From 2025, select pharmaceuticals will be mandated to undergo a joint clinical assessment (JCA) at the European level. In preparation, EUnetHTA21 (2021-2023) is developing methodological guidelines for JCAs. This research evaluates indirect treatment comparison (ITC) acceptance in JCAs and assesses how the corresponding ITCs faired during national assessments.

METHODS:

Publicly available information on EUnetHTA JCAs from JA3 (2016-2021) for individual drugs were identified alongside the associated appraisals by national HTAs from Germany (G-BA), France (HAS), Sweden (TLV).

RESULTS:

Twenty JCAs were identified, of which 16 achieved marketing authorisation (MA). 10/16 JCAs contained an ITC. The ITC methodology varied between submissions: 4/10 Bucher; 1/10 Matching Adjusted Indirect Comparison (MAIC); 5/10 Bayesian, and 1/10 propensity score weighting (PSW). Out of the ten JCA submissions containing an ITC, only two ITCs were considered appropriate for use, using Bucher and Bayesian methodology.

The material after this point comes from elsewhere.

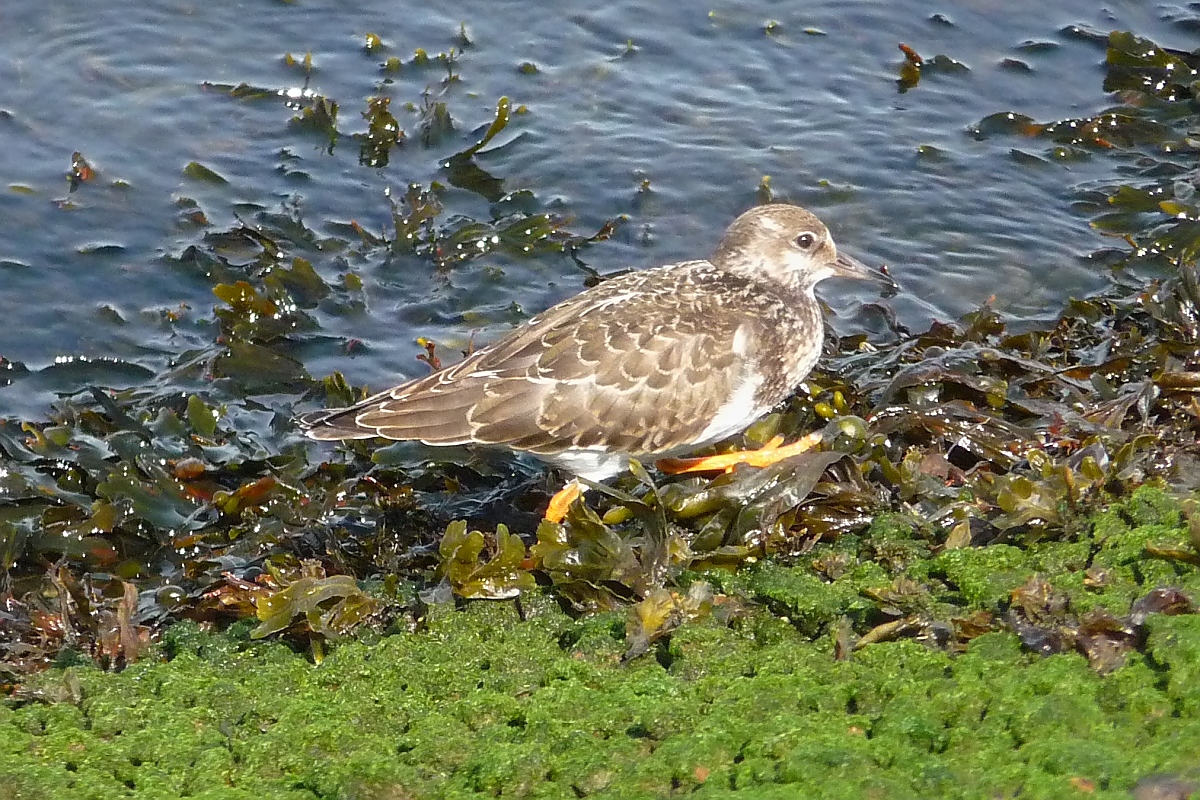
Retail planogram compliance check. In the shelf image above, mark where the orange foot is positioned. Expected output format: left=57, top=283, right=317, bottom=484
left=655, top=431, right=821, bottom=475
left=546, top=481, right=583, bottom=522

Of the ten products with a JCA which contained an ITC: eight were submitted to the GBA, with only 1/8 containing an ITC (unknown method); which was not accepted. Eight were submitted to HAS with 3/8 containing an ITC (MAIC, Bayesian, PSW), one achieved ASMR≤3; however the ITC (PSW) was not accepted. Six were submitted to the TLV with 2/6 containing an ITC (MAIC) of which one ITC was accepted. Critiques of ITCs across both JCA and national assessments were generally driven by the heterogeneity of the included studies.

CONCLUSIONS:

Despite the majority of JCA submissions containing ITCs, acceptance of the methodology during evaluation was low. Furthermore, in the corresponding national submissions, ITCs were often excluded, and acceptance was also unlikely. With the new HTA regulation, there is an opportunity to increase uptake of ITCs at European and national level; however there is a risk that without strong direction from the EC, the use of ITCs may delay access to new pharmaceuticals in Europe.